One mechanism that promises to solve this problem is -fsplit-stack. There, the compiler checks for stack overflows in the function prolog and creates a new stack segment if needed. Great, exactly what we wanted! We can handle deep trees, no code change, and we only create a new stack if we indeed encounter deep recursion. Except that it is not really usable in practice. First, -fsplit-stack is quite slow. We measured 20% overhead in our optimizer when enabling split stacks, and that in cases where we did not create any new stacks at all. When -fsplit-stack does create new stacks it is even worse. This is most likely a deficit of the implementation, one could implement -fsplit-stack much more efficiently, but the current implementation is not encouraging. Even worse, clang produces an internal compiler error when compiling some functions with -fsplit-stack. Nobody seems to use this mechanism in production, and after disappointing results we stopped considering -fsplit-stack.
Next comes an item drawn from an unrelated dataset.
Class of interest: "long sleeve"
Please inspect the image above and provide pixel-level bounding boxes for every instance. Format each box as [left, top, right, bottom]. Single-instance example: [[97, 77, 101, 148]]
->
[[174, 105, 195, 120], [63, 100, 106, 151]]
But the idea of split stacks is clearly good. When encountering deep recursion we will have to switch stacks at some point. After contemplating this problem for some time we realized that boost.context offers the perfect mechanism for switching stacks: It can start a fiber with a given stack, and switching between fibers costs just 19 cycles. By caching additional stacks and their fibers in thread-local data structures we can provide our own implementation of split stacks that is fast and supports arbitrary code. Without compiler support the split stack mechanism is visible, of course, but that is fine in our code. We have only a few entry points like analyzeExpression that will be called over and over again during recursion, and checking there is enough. Code wise the mechanism is not too ugly, it needs two lines of code per recursion head and looks like

 unique_ptr<Expression> analyzeExpression(AST* astNode) {  
   if (StackGuard::needsNewStack())  
    return StackGuard::newStack([=]() { return analyzeExpression(astNode); });  
   ... // unchanged  

Note that the lambda argument for newStack will be called from within the new stack, avoiding the stack overflow. When the lambda returns the mechanism will use boost.context to switch back to the previous stack. The performance impact of that mechanism is negligible, as 1) we do not check for overflows all the time but only in the few places that we know are central to the recursive invocations, like analyzeExpression here, 2) stack overflows are extremely rare in practice, and we only pay with one if per invocation is no overflow happens, and 3) even if they do happen, the mechanism is reasonably cheap. We cache the child stacks, and switching to a cached stack costs something like 30 cycles. And we never recurse in a hot loop.

It took us a while to get there, but now we can handle really large queries without crashing. Just for fun we tried running a query with 100,000 relations in the from clause. Fortunately our optimizer could already handle that, and now the rest of the system can handle it, too. And that with nice, intuitive, recursive code, at the small price of two lines of code per recursion head.